Now, I’m not a tall guy – only 5’8″. My stride is accordingly shallow. But had you been standing between the Main Stage and Landor at about this time, you would have seen one quick streak and heard a blue other. I was moving quick and cussing hard. Basically, I’m an idiot and I was letting myself know so in concrete terms.
I caught the last song in Good Old War’s set. They sounded great. I wish I could say more. I would plead heatstroke or sleep deprivation, but in the bush, a soldier is accountable for his actions even under duress. I fell asleep on watch and I paid for it. I could only gnash my teeth and swear never again.
Off to conduct an interview.
Guided by Voices. There were giant balls.
I had always heard about Dayton’s Guided by Voices. They’re legends of the regional scene, usually mentioned in the same breath with early ’90s contemporaries such as the Ass Ponies, the Breeders and the Afghan Whigs (who, incidentally, reunited to replace GBV on the 2012 All Tomorrow’s Parties lineup back in May).
I was underage in GBV’s heyday, so I was eager to wipe away my ignorance of their live show. I was frenzied for it. I got back to Landor early and took a seat. Festival staff brought in a stable of giant, yellow beach balls – they were corralled to one side of the stage. Things were surely going to get lively.
“People always throw beer at Guided by Voices shows,” a friend assured me. “Their rider actually includes having a puke bucket on stage for Bob Pollard.”
The crowd was undeniably GBV-friendly. Cheers were intense when they took the stage. The Serpentine Wall was packed.
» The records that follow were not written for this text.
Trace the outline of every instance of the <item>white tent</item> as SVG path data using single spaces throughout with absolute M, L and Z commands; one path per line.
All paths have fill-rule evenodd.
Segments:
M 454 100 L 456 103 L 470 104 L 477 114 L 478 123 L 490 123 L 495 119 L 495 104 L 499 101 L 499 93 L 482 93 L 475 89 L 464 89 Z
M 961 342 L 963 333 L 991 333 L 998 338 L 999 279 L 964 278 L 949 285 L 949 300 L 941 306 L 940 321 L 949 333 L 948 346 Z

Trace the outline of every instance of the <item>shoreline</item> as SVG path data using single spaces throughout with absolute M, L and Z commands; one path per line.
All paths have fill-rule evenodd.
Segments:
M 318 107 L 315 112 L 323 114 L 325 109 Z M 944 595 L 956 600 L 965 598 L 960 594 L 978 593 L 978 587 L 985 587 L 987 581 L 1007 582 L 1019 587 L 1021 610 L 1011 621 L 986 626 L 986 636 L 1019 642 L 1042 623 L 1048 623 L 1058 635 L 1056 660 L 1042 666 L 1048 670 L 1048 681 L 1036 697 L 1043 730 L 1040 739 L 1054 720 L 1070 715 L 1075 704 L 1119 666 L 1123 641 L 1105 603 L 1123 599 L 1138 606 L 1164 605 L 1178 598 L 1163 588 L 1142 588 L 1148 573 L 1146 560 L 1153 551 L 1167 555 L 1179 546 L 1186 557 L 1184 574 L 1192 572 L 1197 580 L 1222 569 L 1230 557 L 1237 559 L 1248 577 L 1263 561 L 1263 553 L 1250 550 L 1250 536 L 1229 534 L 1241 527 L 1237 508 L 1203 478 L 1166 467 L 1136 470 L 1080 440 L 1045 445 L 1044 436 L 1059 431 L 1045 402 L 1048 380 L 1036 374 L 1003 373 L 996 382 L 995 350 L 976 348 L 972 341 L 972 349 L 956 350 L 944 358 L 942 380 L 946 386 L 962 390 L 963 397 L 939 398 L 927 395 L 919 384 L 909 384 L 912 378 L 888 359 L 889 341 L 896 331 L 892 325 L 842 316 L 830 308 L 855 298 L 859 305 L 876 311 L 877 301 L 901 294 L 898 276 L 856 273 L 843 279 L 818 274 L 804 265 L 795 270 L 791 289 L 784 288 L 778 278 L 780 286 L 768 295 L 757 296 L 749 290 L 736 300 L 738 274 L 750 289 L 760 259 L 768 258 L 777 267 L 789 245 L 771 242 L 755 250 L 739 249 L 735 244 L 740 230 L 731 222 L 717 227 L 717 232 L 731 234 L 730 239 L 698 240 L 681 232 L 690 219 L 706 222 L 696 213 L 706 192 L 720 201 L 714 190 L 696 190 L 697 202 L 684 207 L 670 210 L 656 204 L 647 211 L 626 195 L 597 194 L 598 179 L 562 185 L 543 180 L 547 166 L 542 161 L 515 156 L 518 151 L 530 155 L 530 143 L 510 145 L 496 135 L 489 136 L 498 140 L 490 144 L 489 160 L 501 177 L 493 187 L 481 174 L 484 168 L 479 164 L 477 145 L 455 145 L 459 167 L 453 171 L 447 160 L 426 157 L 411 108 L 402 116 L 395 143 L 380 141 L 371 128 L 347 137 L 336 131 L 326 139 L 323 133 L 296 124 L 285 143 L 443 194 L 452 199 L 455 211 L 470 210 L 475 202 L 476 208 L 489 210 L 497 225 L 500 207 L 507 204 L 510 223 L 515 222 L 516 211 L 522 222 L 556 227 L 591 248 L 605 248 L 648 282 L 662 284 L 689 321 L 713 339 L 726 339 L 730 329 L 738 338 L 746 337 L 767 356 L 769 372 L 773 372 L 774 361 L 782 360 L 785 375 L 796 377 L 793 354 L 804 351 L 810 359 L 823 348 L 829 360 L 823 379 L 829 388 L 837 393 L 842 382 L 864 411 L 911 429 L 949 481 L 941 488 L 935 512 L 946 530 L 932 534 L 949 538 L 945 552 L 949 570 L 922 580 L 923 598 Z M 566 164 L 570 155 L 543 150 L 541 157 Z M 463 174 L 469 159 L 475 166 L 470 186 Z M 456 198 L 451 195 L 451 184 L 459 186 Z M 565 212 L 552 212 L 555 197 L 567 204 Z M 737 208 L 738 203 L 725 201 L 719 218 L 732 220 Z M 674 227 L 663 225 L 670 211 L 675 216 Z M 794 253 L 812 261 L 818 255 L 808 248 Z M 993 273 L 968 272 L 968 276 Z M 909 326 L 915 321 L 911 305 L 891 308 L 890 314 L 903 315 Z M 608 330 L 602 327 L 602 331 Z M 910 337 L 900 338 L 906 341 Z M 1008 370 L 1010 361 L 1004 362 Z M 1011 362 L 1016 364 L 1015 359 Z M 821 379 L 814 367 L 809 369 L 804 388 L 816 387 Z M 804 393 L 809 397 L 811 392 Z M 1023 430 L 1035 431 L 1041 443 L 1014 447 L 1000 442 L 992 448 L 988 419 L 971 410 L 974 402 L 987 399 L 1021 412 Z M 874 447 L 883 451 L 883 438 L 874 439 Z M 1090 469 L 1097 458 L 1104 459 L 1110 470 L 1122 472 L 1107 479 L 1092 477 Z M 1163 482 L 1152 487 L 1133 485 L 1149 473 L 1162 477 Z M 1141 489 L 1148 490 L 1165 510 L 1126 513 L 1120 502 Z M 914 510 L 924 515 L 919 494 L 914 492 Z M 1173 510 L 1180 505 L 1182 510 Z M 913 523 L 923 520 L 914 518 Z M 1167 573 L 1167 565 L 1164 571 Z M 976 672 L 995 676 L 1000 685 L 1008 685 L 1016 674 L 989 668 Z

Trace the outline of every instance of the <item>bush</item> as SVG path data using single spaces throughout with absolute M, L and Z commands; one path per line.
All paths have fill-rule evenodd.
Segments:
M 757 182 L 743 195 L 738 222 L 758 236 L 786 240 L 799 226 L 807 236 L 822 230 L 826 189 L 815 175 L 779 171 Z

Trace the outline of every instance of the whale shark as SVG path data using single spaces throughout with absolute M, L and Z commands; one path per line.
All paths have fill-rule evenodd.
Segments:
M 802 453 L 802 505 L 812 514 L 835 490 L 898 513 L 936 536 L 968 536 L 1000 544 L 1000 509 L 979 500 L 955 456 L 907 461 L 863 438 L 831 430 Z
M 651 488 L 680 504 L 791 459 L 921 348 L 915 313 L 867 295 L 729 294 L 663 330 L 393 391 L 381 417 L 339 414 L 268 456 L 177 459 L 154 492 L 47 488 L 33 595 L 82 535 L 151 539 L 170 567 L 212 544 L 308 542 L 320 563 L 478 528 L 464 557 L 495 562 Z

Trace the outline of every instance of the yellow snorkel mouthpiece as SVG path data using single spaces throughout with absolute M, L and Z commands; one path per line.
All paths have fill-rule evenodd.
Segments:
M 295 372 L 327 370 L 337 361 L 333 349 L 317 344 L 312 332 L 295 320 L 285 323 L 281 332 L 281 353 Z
Drum roll, please.
I promised you heresy. Having now seen GBV, I can say it:
I don’t get Guided by Voices.
There. It’s out. Can’t take it back.
Guided by Voices sets are almost entirely comprised by 45-second songlets. I’m told this is their MO. But they are lyrically nonsensical. Bob Pollard’s gimmick is tired: beer-drinking, faux English accent, Who-esque microphone twirling, abortive high kicks. He’s made a living out of it since the early ’80s. But their guitars were far out of tune. Pollard was off-key. I didn’t see the attraction.
“They’re prolific songwriters,” my friend advocated. “Bob turns virtually anything into a song.”
That’s exactly my problem.
It’s true – I wasn’t witness to their locally-legendary club shows. Maybe the great outdoors isn’t their venue. And maybe if I’d been standing elbow-to-drunken-elbow in a dark, sweaty room, maybe if I’d been completely FUBARed, maybe if I hadn’t been a journalist with the mantra “Writers Make Choices” etched indelibly onto my brain . . . well, we could maybe this thing to death.
I submit that being “prolific” does not “talented” make. I’m not saying that Guided by Voices doesn’t have their place – I happen to like their track “Hold on Hope.” But I found their live show befuddling, boring and anticlimactic. I don’t see the attraction.
Go ahead – I can take the heat. I can hear you now. “Who are you, man? You just don’t know.”
I challenge you to enlighten me.
I take my rock the way I take my bourbon: straight up, honest, without pretense.
Now here is the moment you will fancy me mad:
I didn’t see Death Cab for Cutie. I was lying on my back, in a grassy field, looking up at the night sky, listening to the cosmos. One star was particularly bright.